Meh. I can see it was groundbreaking in its time, but now? Outlived its shelf life. Stream-of-consciousness was revolutionary, I give him credit, but now it's routine.
Even at the time, Einstein, Freud, and Darwin were revolutionizing modern thought, and Joyce was resolutely ignorant of them.
People say, "What about all the symbolism? What about all the word play?" Again, I say, meh.
Anna Karenina -- now that's a great novel.
Debates about the continuing worth of a piece of art are always relevant and worthwhile. Other people responded honestly to the comment. Sorry you can't.
It's not just stream of consciousness; it's the way each chapter is structured differently, has different themes and different form. The stream of consciousness comes and goes--some sections are easy, and some are incomprehensible. One chapter is a play; one chapter is a series of pastiches of different English styles throughout the past millennium; one chapter is an absurdly over-erudite lecture on Shakespeare; one chapter is an orgasm. I learned a lot about Irish history.
The language is absolutely exquisite with endless onomatopoeia. I kept switch back and forth between listening to and reading it, or doing both simultaneously.
It was incredibly hard to get through and absolutely amazing.
Impressive and I'm sure it was difficult as hell to write, but what do you, the reader, get out of it? Some deeper understanding of the human condition? Please.
Certainly there are some chapters/styles where he's playing for the critics. But I thought it did a brilliant job of creating a modernist hero (e.g Bloom snuggling his wife's butt and her farting in his face).
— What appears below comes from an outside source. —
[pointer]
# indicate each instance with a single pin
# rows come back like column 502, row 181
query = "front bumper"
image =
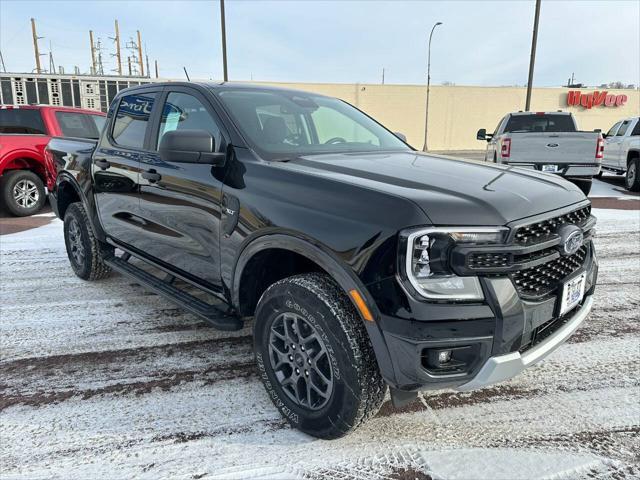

For me, the most impactful part was showing Bloom from so many different perspectives. Seeing him in less heroic settings (like what he does on the beach) or from his wife's perspective gives him depth you rarely see in literature. It's ultimately a story about nothing, so if you're not into a hyper-stylized prose based exploration of Bloom, then it won't be for you. I think the challenging aspects can work to force a reader to think more critically about some parts (just so they can make it through and understand what they're reading) and connect with things in a way most books won't ever engage a reader. Lots of readers do find some deeper understanding of the human condition, but it won't be for everyone, especially someone who cares more for a plot than an experiment in narrative structure exploring a flawed modernist hero.
For me, I don't think characters have to be "likable" or even "hate-able" but I do like to find them interesting. I found I wasn't interested in any of the three main characters.
hmm. I don't know if I'd call Anna a plot or character novel, but certainly the characters do exemplify moral and/or religious themes, against the backdrop of Russian society. And there certainly IS a plot :)
A writer I particularly admire is Dickens, who could give you two pages on some minor character and make him or her absolutely unforgettable. Although I can't name one, but maybe not so unforgettable /s
My point exactly. It was difficult, it was an impressive feat, it was ground-breaking, but in the end what do you get out of reading it?
Why is Anna Karenina a great novel?
I general I agree with you, but to me Anna Karenina was sooo boring. Maybe I just wasn't ready for it. David Copperfield or anything by Dostoevsky are more for me.
I have a different book by John Gardner.